Wherein, Is the lagrangian multiplier updated in the k +1 iteration,Is the lagrangian multiplier in the kth iteration, p is the penalty factor,Optimizing the obtained sparse coefficient vector for the k+1th iteration,The updated sparse variable is for the k+1st iteration.

Iterative convergence conditions:

The optimization process is iterated repeatedly until the sparse coefficient alpha meets the convergence condition:

Wherein, Is a preset convergence threshold.

In this embodiment, the system extracts, through the sparse optimization result, a context segment most relevant to the user request, and specifically includes the following steps:

obtaining sparse coefficient vectors from the results of sparse optimization problems The historical dialogue fragments corresponding to the non-zero weights are screened, and the extraction formula is as follows:

Wherein, Representing a set of historical dialog fragments most relevant to the user request,An index corresponding to a non-zero weight in the sparse coefficient;

splicing the extracted historical dialogue fragments and the high-correlation text content acquired by the crawler into complete context vectors, and transmitting the complete context vectors to a subsequent generation module;

And using ContextManager to dynamically expand the context, splicing the historical dialogue fragments, the crawler results and the current input of the user into a complete Prompt, and ensuring the consistency and the accuracy of the generation.

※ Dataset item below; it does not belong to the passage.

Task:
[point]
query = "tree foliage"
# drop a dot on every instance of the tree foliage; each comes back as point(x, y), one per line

The construction of the dynamic template in the S4 step comprises the following steps:

Integrating the request text currently input by the user into a template;

Specifically, in this embodiment, the system constructs a background information portion of the promt template according to the extracted context fragment set, and specifically includes the following steps:

based on a set of context fragments Firstly, sequencing fragments according to a time sequence to ensure the consistency of context semantics;

If the user request relates to a specific keyword or topic, the system filters the fragment sets based on semantic similarity, and only the fragment sets highly relevant to the user request are reserved . The calculation formula of the semantic similarity is as follows:

Wherein, For the semantic vector of the user request,Is a semantic vector of the context segment.

The system is based on the importance of the segmentsFurther ordering is performed. The importance of the segments can be evaluated based on their frequency of occurrence in context or degree of matching with keywords, ultimately forming a highly relevant set of background information。

The filtered background information is used as a pre-part of the Prompt template to provide an explicit semantic context for generating the model.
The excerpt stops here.